Task	Min VRAM	Recommended	Time
Inference (single image)	6 GB	8 GB	~5 sec
Inference (batch of 16)	12 GB	16 GB	~30 sec
Training Phase A (10K steps)	24 GB	40 GB (A100)	~1 hour
Training Phase A (50K steps)	40 GB	80 GB (A100)	~6 hours
Training Phase B	40 GB	80 GB (A100)	~30 hours

Planned Models¶

The following models are on the roadmap as LandmarkDiff moves toward a 3D-native pipeline (phone video scan to interactive 3D surgical preview). None of these are available yet; this section previews what is coming.

Model	Approach	Purpose	Status
3D Face Reconstruction	FLAME-based fitting or neural implicit (NeRF/3DGS)	Reconstruct a textured 3D face mesh from a short phone video scan	Research
3D Deformation Model	Mesh-space surgical simulation	Apply procedure-specific displacements directly on 3D mesh vertices instead of 2D pixel warps	Research
Multi-View Consistency	View-conditioned diffusion or 3DGS rendering	Ensure deformed face renders consistently across arbitrary viewpoints	Research
Mobile-Optimized Inference	Distilled/quantized pipeline	Run landmark detection, reconstruction, and preview on-device with acceptable latency	Planned

3D face reconstruction model¶

Replaces the current single-image 2D pipeline entry point.

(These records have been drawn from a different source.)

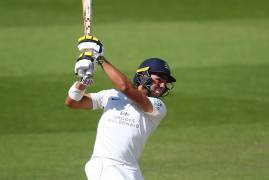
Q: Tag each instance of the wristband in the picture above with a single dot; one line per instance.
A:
(75, 93)
(101, 60)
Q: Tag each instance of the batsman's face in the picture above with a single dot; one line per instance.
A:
(158, 84)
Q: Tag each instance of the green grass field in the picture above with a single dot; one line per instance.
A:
(217, 124)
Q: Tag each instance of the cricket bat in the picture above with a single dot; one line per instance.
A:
(87, 16)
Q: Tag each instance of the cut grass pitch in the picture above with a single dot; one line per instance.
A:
(217, 124)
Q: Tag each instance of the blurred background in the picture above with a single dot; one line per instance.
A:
(217, 124)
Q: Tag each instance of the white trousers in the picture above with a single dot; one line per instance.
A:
(99, 168)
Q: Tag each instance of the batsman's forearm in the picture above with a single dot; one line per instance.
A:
(121, 81)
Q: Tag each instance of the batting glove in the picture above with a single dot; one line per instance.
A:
(92, 44)
(85, 65)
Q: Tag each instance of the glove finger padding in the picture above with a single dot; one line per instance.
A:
(90, 43)
(85, 65)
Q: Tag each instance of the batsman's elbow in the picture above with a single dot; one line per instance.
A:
(70, 103)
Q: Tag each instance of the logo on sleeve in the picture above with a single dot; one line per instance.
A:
(157, 104)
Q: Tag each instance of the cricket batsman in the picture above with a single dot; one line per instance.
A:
(131, 110)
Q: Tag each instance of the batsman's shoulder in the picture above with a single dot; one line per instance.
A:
(158, 105)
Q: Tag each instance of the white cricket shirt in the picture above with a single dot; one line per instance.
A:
(123, 127)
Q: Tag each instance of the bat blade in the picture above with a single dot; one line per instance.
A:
(87, 16)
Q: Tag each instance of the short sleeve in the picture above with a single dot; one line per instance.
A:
(159, 109)
(98, 99)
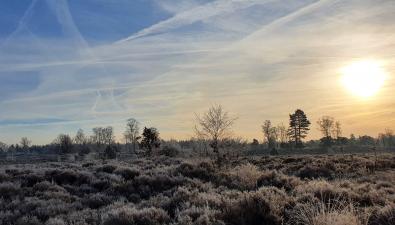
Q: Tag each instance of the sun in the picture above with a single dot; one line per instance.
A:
(364, 78)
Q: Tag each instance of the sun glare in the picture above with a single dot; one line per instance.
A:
(363, 78)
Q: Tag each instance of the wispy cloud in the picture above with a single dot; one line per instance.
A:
(261, 59)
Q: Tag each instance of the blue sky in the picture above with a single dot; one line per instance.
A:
(70, 64)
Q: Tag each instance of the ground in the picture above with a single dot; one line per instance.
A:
(309, 189)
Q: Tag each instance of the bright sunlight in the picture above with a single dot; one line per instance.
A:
(364, 78)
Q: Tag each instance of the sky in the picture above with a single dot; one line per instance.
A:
(70, 64)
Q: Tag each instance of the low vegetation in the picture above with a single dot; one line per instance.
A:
(311, 190)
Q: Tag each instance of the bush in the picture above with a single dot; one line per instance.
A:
(110, 152)
(107, 169)
(313, 172)
(247, 176)
(250, 209)
(96, 201)
(9, 190)
(384, 216)
(278, 180)
(204, 170)
(170, 151)
(133, 216)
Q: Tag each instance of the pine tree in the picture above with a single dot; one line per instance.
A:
(298, 127)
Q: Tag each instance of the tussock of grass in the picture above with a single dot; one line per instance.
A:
(319, 190)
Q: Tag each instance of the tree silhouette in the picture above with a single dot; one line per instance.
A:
(326, 126)
(150, 139)
(298, 127)
(132, 133)
(25, 142)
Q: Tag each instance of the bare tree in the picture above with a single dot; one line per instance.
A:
(64, 142)
(337, 130)
(80, 138)
(108, 134)
(283, 134)
(214, 125)
(3, 147)
(132, 133)
(25, 142)
(266, 129)
(103, 135)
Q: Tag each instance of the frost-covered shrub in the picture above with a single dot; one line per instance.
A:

Given 10-30 frames from a phone video scan (patient rotating their head), reconstructs a FLAME mesh with per-vertex texture. Candidate approaches include DECA-style regression, optimization-based FLAME fitting from MediaPipe landmarks, and feed-forward 3DGS methods.

3D deformation model¶

Operates on the reconstructed mesh rather than on 2D pixel coordinates. Existing procedure presets (rhinoplasty, blepharoplasty, etc.) would be re-expressed as 3D vertex displacement fields, enabling anatomically grounded deformations that look correct from any viewing angle.

Multi-view consistency model¶

Ensures that the deformed 3D representation renders without view-dependent artifacts. This may be handled implicitly by the 3D representation (mesh or 3DGS) or may require an additional consistency loss during training.

Mobile-optimized inference model¶

A distilled or quantized version of the pipeline targeting on-device inference. The goal is real-time landmark tracking and capture guidance, with reconstruction offloaded to a server or run locally on modern phones.